Atewa Forest has recently been listed as a Key Biodiversity Area meeting the criteria for an Alliance for Zero Extinction site. This is on the basis of the forest holding almost the entire global population of the Critically Endangered Afia Birago Puddle Frog. AZE status puts the forest off limits to economic development according to international investment standards. See here.
A recent scientific paper describes a species of slippery frog found in Atewa as a species new to science. It was initially thought to be the Togo Slippery Frog Conraua derooi but careful study has now revealed that it is quite distinct from that species and has been named the Atewa Slippery Frog Conraua sagyimase in honour of the local community that has been supporting its conservation. See here.
Update from 4 May 2020
On the 29th April 2020 A Rocha Ghana signed a letter written to China’s Minister of Commerce along with 259 other civil society organisations, urging China not to prop up environmentally and socially damaging projects around the world which are threatened by the impacts of the COVID-19 pandemic. Bauxite mining in Atewa Forest is listed amongst 60 of the worst Belt and Road Initiative projects highlighted in the letter.

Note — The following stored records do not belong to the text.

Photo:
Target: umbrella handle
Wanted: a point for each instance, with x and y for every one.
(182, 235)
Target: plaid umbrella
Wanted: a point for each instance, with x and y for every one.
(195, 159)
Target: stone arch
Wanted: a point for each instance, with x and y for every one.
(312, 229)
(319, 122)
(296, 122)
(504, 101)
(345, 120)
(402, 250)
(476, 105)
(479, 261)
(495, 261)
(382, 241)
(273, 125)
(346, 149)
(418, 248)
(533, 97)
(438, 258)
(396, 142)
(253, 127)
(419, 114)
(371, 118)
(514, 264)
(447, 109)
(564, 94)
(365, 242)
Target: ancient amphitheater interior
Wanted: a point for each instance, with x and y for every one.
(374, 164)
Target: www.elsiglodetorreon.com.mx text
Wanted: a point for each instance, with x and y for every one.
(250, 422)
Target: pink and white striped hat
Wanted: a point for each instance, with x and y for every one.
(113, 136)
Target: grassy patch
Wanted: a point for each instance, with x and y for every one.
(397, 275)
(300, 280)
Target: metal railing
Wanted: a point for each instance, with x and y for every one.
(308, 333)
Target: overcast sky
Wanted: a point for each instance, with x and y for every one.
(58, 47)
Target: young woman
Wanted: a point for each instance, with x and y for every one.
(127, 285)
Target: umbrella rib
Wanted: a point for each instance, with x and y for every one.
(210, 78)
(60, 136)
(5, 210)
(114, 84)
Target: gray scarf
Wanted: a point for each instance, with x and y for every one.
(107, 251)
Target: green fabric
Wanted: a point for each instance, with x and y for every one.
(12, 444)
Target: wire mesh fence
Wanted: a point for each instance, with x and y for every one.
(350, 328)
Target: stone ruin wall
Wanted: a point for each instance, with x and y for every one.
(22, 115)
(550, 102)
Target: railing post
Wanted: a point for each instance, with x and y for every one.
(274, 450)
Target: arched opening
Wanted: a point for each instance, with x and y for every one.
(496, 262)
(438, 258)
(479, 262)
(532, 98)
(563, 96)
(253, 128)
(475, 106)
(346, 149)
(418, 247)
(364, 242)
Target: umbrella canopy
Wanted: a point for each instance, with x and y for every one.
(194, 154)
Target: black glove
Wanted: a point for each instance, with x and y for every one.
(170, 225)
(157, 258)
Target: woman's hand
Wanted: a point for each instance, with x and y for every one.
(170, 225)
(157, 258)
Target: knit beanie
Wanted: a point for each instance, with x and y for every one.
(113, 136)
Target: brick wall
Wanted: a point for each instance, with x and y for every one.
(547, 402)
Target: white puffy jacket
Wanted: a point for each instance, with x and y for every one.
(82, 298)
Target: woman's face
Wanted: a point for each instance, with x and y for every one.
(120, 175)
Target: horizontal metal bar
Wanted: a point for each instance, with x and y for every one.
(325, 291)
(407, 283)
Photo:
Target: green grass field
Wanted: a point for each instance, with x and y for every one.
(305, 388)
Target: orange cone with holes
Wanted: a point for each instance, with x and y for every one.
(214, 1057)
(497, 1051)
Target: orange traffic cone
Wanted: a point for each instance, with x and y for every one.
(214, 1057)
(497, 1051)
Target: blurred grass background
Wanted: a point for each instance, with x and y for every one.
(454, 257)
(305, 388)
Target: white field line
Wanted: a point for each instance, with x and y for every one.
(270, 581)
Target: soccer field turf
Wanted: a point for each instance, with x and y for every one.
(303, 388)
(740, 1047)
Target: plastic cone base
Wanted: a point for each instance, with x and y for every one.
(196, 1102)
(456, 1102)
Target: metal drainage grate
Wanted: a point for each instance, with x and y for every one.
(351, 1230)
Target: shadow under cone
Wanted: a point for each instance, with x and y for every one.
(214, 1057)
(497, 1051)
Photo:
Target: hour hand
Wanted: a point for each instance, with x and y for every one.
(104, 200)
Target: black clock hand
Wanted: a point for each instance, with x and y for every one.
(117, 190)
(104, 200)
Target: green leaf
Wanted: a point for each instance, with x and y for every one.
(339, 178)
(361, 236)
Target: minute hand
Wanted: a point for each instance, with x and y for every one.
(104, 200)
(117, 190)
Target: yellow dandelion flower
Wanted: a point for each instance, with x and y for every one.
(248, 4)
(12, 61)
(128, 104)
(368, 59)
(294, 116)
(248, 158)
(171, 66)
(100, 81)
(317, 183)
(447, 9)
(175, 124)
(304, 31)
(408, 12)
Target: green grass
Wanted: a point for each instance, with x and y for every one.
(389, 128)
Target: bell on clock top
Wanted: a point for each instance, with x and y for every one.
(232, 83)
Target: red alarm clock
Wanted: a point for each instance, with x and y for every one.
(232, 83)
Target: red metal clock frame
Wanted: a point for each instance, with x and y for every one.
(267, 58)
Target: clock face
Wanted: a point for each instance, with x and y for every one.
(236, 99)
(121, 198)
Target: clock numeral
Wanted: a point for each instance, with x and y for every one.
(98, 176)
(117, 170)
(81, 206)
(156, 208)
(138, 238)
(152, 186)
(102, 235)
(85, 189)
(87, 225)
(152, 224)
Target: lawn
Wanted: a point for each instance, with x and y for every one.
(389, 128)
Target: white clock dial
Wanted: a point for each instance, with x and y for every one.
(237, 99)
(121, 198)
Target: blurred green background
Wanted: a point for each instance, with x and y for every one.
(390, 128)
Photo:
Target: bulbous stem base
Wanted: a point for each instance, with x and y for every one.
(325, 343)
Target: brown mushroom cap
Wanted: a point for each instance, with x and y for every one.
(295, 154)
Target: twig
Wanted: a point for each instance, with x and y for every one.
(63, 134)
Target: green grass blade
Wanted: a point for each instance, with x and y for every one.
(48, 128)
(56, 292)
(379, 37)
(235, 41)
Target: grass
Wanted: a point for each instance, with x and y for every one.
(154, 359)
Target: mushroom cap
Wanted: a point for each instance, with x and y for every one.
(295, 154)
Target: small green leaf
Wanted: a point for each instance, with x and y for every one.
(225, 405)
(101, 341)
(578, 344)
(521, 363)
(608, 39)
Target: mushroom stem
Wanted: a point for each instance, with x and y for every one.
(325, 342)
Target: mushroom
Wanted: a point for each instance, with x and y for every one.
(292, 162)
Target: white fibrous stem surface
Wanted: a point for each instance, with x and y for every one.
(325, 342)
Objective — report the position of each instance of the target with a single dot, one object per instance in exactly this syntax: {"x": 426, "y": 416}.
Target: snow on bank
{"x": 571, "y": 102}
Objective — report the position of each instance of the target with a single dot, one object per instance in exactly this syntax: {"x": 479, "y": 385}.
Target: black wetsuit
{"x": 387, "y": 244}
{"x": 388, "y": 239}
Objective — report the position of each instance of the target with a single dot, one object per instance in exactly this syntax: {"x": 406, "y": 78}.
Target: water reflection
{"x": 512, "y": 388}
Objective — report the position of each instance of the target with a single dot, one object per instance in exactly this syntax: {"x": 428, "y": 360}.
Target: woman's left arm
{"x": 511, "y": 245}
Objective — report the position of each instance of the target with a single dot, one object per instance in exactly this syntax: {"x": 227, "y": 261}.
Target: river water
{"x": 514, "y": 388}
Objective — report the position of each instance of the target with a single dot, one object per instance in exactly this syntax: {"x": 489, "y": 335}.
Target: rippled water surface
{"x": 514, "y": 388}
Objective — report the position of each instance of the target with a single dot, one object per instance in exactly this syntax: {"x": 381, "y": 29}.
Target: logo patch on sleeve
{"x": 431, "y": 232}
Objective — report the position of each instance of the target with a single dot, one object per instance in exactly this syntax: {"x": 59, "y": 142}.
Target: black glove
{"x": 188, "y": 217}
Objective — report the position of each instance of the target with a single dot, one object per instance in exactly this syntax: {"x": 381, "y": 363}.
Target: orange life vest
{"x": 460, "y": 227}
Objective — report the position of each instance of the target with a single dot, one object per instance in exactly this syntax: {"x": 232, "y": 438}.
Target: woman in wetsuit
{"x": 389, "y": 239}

Update from 6 January 2020
In May 2019 the Goverment of Ghana, through its agency the Ghana Integrated Aluminium Development Authority (GIADEC) started clearing roads in the forest to undertake exploratory drilling for bauxite (see our report here). In December 2019 the Government of Ghana showed a map showing the extent of the exploratory drilling that they have been undertaking in Atewa forest. This is far more extensive than we feared and accounts for a large percentage of the forested area above 750 m altitude (the critical area for biodiversity). You can see a version of this map here and here.
A revision to the IUCN Redlist in December 2019 changed the threat category for a number of species found in Atewa. Two primates were uplisted to Critically Endangered, another two were uplisted to Vulnerable. White-bellied Pangolin is uplisted to Endangered and Afia Birago Puddle Frog is newly listed, as Critically Endangered. There are now 5 Critically Endangered species listed by IUCN that have been recorded in Atewa, and two more that are expected to qualify at this level.